Neil McCarthy is an Irish poet from Cork now living in Los Angeles. He is the author of three chapbooks of poetry, with his poems appearing in over 30 international journals, including The New York Quarterly, The SHOp (Ireland), Magma (UK), and Poetry Salzburg Review (Austria) to name a few. He is a regular feature on the reading circuit and has performed as guest speaker in bookstores, cafes, embassies, bars and universities, in cities such as New York, LA, Denver, Dublin, Krakow, Budapest, Vienna and Melbourne. Earlier this year, he released a CD of spoken word recorded live in Vienna.  He can be found at www.neilmccarthypoetry.com

 

Los Angeles with every light turned on

From the metro we crossed the street and marched up the
steep hill to Universal City with a wave of Mexicans, all
prim and proper with their glitter belts and hair wax, and
you and I zig zagging the sidewalk like it were the 405
on Fridays, late for the most recent Clint Eastwood flick.

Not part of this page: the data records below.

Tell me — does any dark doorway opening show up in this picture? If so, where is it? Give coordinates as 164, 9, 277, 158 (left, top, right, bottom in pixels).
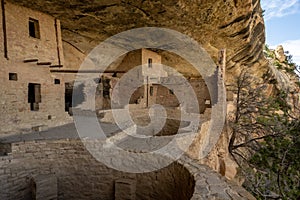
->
28, 83, 42, 111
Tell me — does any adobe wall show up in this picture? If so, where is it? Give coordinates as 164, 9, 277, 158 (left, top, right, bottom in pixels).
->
0, 139, 255, 200
0, 2, 63, 65
0, 3, 71, 137
0, 140, 194, 200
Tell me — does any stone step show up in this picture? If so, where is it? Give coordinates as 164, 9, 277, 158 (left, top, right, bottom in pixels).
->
23, 58, 39, 63
37, 62, 52, 65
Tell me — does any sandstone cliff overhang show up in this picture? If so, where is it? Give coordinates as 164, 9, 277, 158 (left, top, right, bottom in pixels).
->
9, 0, 267, 79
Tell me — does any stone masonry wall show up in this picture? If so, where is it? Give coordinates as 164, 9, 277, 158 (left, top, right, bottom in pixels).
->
0, 3, 70, 135
0, 140, 193, 200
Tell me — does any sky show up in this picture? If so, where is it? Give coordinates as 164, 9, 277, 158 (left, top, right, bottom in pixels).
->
261, 0, 300, 65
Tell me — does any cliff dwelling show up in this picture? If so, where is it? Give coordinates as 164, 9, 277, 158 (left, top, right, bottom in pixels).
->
0, 0, 298, 200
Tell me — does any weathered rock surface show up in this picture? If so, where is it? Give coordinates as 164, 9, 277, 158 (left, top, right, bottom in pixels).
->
10, 0, 266, 79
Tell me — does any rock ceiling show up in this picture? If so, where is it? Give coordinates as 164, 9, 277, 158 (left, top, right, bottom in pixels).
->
9, 0, 265, 79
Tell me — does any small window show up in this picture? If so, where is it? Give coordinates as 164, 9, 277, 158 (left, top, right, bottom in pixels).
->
149, 86, 153, 96
29, 18, 40, 39
148, 58, 152, 68
9, 73, 18, 81
54, 79, 60, 85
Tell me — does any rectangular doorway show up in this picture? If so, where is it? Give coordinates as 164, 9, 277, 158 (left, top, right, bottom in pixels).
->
28, 83, 42, 111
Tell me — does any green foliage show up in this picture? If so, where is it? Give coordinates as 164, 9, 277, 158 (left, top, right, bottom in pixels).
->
228, 68, 300, 199
245, 121, 300, 199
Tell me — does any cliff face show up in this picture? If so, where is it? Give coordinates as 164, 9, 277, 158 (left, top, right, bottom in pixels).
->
9, 0, 266, 80
9, 0, 268, 184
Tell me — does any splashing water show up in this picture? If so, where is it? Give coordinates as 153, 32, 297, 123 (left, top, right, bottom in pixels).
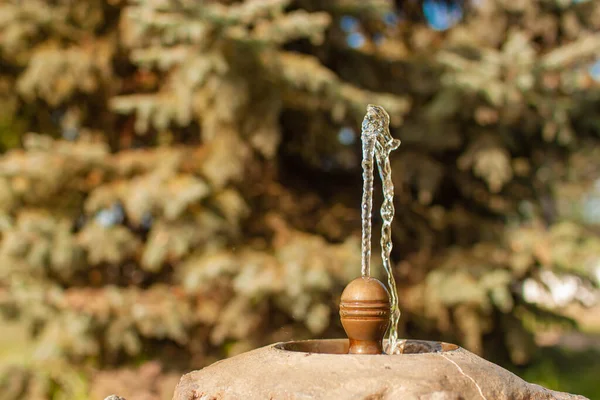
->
361, 104, 400, 354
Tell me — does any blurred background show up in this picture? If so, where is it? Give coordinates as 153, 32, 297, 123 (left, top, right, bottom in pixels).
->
0, 0, 600, 400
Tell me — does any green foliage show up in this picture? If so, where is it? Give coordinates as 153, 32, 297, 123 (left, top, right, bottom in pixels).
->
0, 0, 600, 399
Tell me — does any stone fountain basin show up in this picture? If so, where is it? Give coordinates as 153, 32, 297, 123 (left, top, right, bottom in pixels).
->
173, 339, 586, 400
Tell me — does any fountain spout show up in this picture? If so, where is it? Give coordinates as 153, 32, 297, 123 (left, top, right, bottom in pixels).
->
340, 276, 390, 354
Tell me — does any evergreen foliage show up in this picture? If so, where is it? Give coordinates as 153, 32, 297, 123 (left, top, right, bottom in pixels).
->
0, 0, 600, 400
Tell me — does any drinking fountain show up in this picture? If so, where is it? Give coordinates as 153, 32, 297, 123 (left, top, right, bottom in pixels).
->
173, 105, 589, 400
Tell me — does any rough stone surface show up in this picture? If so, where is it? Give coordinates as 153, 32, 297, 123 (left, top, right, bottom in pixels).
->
173, 339, 586, 400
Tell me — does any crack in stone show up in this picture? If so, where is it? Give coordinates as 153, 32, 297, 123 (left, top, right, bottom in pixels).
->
440, 354, 487, 400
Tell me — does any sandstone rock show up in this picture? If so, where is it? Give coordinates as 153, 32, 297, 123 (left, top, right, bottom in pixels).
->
173, 339, 586, 400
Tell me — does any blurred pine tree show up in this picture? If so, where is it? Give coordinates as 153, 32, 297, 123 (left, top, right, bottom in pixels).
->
0, 0, 600, 399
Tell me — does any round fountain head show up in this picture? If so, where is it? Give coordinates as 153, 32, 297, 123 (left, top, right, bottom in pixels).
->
340, 277, 390, 354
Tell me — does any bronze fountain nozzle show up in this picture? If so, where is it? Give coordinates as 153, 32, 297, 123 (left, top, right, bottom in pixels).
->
340, 277, 391, 354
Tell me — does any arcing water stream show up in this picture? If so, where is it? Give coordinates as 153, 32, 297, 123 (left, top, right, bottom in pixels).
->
361, 104, 400, 354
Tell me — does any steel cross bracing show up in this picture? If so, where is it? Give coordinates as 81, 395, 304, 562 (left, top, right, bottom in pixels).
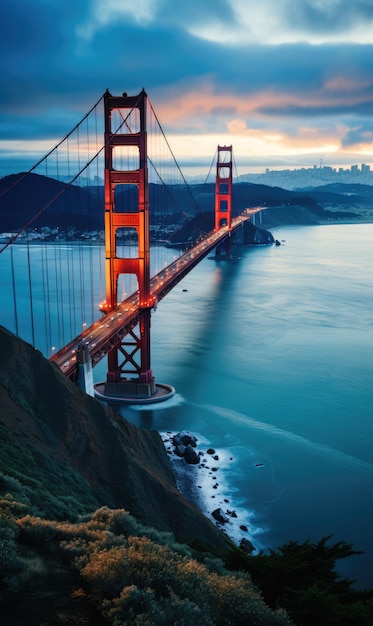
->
50, 208, 260, 380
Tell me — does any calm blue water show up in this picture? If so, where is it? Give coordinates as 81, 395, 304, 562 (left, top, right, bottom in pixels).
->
0, 224, 373, 588
96, 224, 373, 587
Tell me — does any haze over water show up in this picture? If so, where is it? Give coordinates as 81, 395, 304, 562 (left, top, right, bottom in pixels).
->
0, 224, 373, 588
111, 224, 373, 588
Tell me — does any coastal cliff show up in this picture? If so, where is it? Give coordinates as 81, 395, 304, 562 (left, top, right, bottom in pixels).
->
0, 327, 229, 548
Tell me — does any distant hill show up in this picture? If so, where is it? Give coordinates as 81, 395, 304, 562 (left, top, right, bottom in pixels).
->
0, 174, 366, 232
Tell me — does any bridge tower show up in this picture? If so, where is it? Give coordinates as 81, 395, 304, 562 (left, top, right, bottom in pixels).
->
215, 146, 232, 255
101, 90, 172, 402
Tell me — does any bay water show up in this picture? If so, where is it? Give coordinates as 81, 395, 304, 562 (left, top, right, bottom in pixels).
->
0, 224, 373, 588
99, 224, 373, 588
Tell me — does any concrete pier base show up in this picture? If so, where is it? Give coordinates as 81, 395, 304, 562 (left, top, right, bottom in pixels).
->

That was Los Angeles with every light turned on, every
door wide open, a couple of thousand people tuning their
car radios to This American Life.
I turned my head to my American wife and tried hard to
block out everything else, the crowds, the traffic, the sound
of Ira Glass’s voice, the glow in the sky above a city where
the stars never get a look in.

 

Neil McCarthy

 

A man with bleeding hands

A man with bleeding hands at the back door of Out of the Closet
this morning asked me for the bride and groom figurines at the
top of my donation box to put on the grave of his recently married
sister. He was topless, wore skateboarder jeans and hid what was
left of his shrunken skin behind an eddy of venous blue tattoos.

Impulse almost succeeded in steering me clear of his sanguine arms.
But who was I, making a donation, to doubt him, to dismiss his story
and bracket him on account of his homelessness? I watched as he
inspected his bounty, the plastic case unopened, his blood in the hot
midday sun running softly off the white exuberance of the dress.

published in Magma (UK).

 

Istanbul

They are plastering on lipstick in pay-to-enter toilets
around the corner from the mosques, where old men
sit on back streets selling toilet seats, spices by the
shovel, flashlights, and Audrey Hepburn t-shirts;
the city going about its day like a petulant child,
pushing us on impatiently, racing ahead and turning
back to beckon us to catch up, to buy whatever it points
at, to stay up late with us and tug at our shirts to the
extent that we take refuge in a café across the bridge
from the Grand Bazaar to watch the helium moon float
and burn above the Bosphorus while murmuring a prayer
to the Marmara or to whatever god is above us that we’ll
sleep with the belief that we had found something new.